Doch nicht nur vor, auch während des Baus wird der Zustand der Gebäude im Rahmen der Beweissicherung weiter protokolliert, um einen vollständigen Vorher-Nachher-Vergleich zu erhalten. Vorhandene Bauschäden können sich während der Bauarbeiten vergrößern, neue Schäden können entstehen. Bereits vorhandene Schäden wie Risse werden mittels Rissmonitor oder Gipsmarke überwacht. Welche Risse das sind, wird vom Gutachter festgelegt. Entsteht ein Schaden, wird genau untersucht, was die Ursache gewesen ist.

Um zu verhindern, dass überhaupt Schäden entstehen, werden Messungen während der Bauarbeiten durchgeführt. Sie sollen sicherstellen, dass die durch die Bauarbeiten verursachten Erschütterungen die zulässigen Grenzwerte nicht überschreiten und damit keine Schäden verursachen können. Auch der Grundwasserstand wird im Umfeld der Baustelle genau überwacht.
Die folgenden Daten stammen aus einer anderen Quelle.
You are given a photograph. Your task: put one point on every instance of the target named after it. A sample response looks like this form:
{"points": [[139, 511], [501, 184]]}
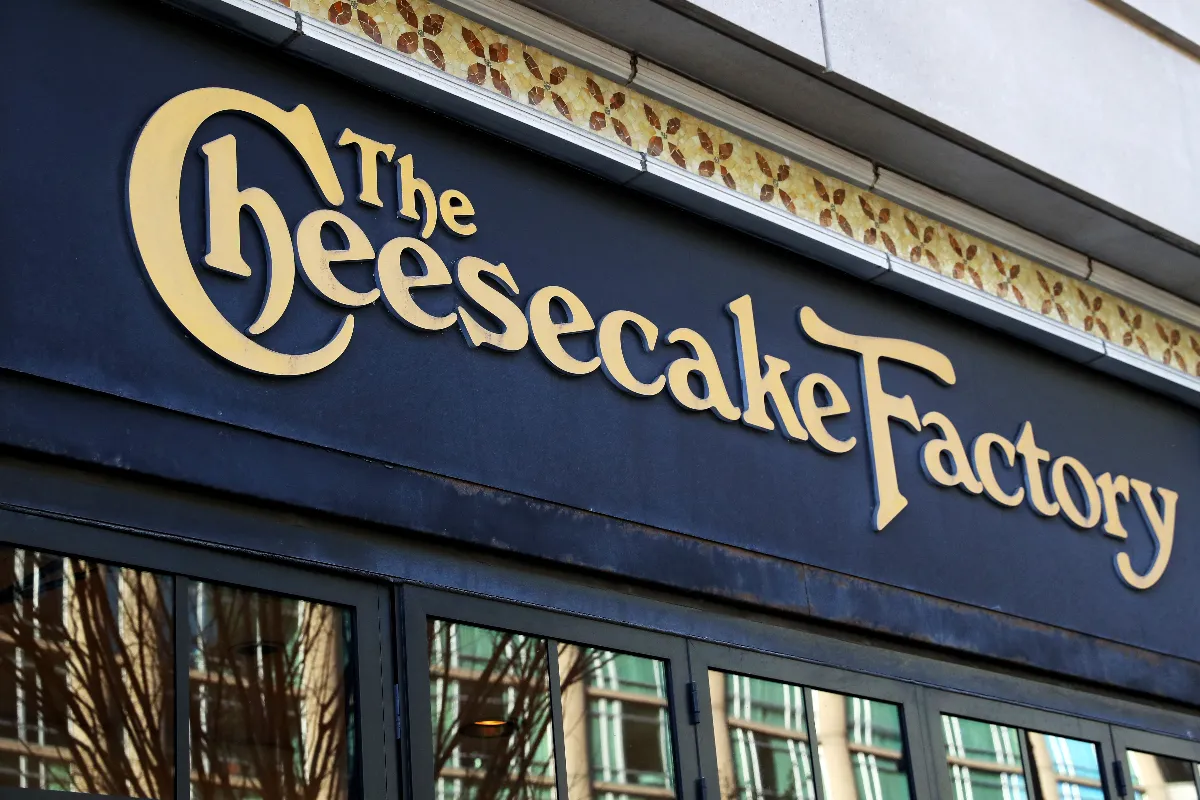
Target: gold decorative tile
{"points": [[497, 62]]}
Nicht nur Gebäude, auch Außenanlagen werden besichtigt und dokumentiert. So wurden zur Vorbereitung der Beweissicherung alle Bauten wie Wohngebäude, Gewerbebauten oder Masten, bei denen Schädigungen durch die Bauarbeiten entstehen können, ermittelt. Dann wurden diese Bauten nach ihrer Sensibilität beurteilt: Zu den besonders empfindlichen Bauwerken zählen Wohnbauten und Masten, zu den weniger empfindlichen Bauten gehören Nebengebäude wie Garagen.

Zu Stand und Hintergrund der Schleusenneubauplanung: Die Schleusen Kriegenbrunn und Erlangen, beide am Main-Donau-Kanal in der Nähe der Stadt Erlangen gelegen, weisen gravierende Schäden auf und müssen deshalb in den nächsten Jahren durch Neubauten ersetzt werden. Zuständig für die Planung und Umsetzung ist das Wasserstraßen-Neubauamt in Aschaffenburg. Seit 2015 läuft das Planfeststellungsverfahren. Wenn der Planfeststellungsbeschluss rechtskräftig vorliegt, kann mit der Ausschreibung der Baumaßnahmen begonnen werden. Dies wird für die Schleuse Kriegenbrunn voraussichtlich 2018, für die Schleuse Erlangen voraussichtlich 2019 der Fall sein. Der Neubau könnte dann 2019/2020 beginnen.